Pytorch-lightning: Refactor fit/train/run_pretrain_routine/evaluate/test

Created on 19 Mar 2020 · 4Comments · Source: PyTorchLightning/pytorch-lightning

Right now, a lot of model setup happens in fit and run_pretrain routine. However, that model setup needs to happen before we run evaluate, test, etc, so we end up calling fit even when we want to do testing. This makes the code hard to follow.

We should refactor model setup out into its own method that fit, train, test, etc. all call to make things a little more clear. I need to do some more work to figure out what the current state is and what the new state we should aim for is, but I wanted to get an issue created to track this.

Important discussion

Source

neggert

❤8 👍4

Most helpful comment

Echoing some of the Slack discussion on a proposed API that could be part of this refactor. It's becoming clear that continuously adding trainer flags to accommodate every new feature isn't scalable.

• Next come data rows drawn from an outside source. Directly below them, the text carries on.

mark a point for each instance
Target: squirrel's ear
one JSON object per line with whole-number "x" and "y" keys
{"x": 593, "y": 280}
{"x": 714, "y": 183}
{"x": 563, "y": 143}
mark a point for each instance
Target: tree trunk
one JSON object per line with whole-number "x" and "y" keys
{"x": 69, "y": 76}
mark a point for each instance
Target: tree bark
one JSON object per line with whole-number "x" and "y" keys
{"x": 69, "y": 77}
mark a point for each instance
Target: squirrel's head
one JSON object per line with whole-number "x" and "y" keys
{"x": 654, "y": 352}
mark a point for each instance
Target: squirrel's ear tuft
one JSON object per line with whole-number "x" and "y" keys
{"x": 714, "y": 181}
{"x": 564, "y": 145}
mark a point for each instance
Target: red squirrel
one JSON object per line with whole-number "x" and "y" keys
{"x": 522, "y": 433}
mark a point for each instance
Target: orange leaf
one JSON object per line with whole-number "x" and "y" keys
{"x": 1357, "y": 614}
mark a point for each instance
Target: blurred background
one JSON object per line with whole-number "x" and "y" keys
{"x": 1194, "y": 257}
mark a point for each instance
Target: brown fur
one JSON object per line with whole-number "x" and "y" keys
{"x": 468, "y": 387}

Trainer is becoming this monolithic catch all for all functions that take a Lightning module.

I propose we begin to split Trainer into smaller components such as Tester, Tuner, and Trainer.
This would turn the following code:

trainer = Trainer()
new_lr = trainer.scale_batch_size(model, ...)
model.hparams.lr = trainer.lr_finder(model, ...)
new_batch_size = trainer.scale_batch_size(model, ...)
model.hparams.batch_size = new_batch_size
trainer.fit(model)
trainer.test(model)

into:

tuner.lr_finder(model)
tuner.scale_batch_size(model)
Trainer(…).fit(model)
Tester(...).test(model)

Part of adding this API refactor, I hope, will set a framework for reusable Lightning functions (i.e. functions/classes that take LightningModules). For example, a user might make and share a new AwsDeployer class which takes the LightingModule and deploys it to a server.

In regards to implementation, there is a question of how we can share state between these components. I can see 3 options:

1.
We compose Lightning function classes out of other Lightning functions. E.g.

trainer = Trainer(...)
tuner = Tuner(trainer)
tuner.lr_finder(model)
trainer.fit(model)

This would be the shortest path to separation between components. All we'd need to do is make the Trainer functions that Tuner uses public and the main one, self.fit(...), already is.

2.
We add a LightingConfig dataclass which is passed to the Lighting functions. E.g.

lightning_config = LightningConfig(
          logger=TensorBoardLogger,
          distributed_backend='ddp', 
          gpus=4
)
Tuner(lightning_config).lr_finder(model)
Trainer(lightning_config).fit(model)

The LightingModule could cache results that are shared by both (e.g. preparing data, setting up dataloaders and optimizers, current distributed process state, etc...). Note that the lighting config could have different config requirements for different Lightning functions.

3.
We add the training config to the lightning module itself. E.g.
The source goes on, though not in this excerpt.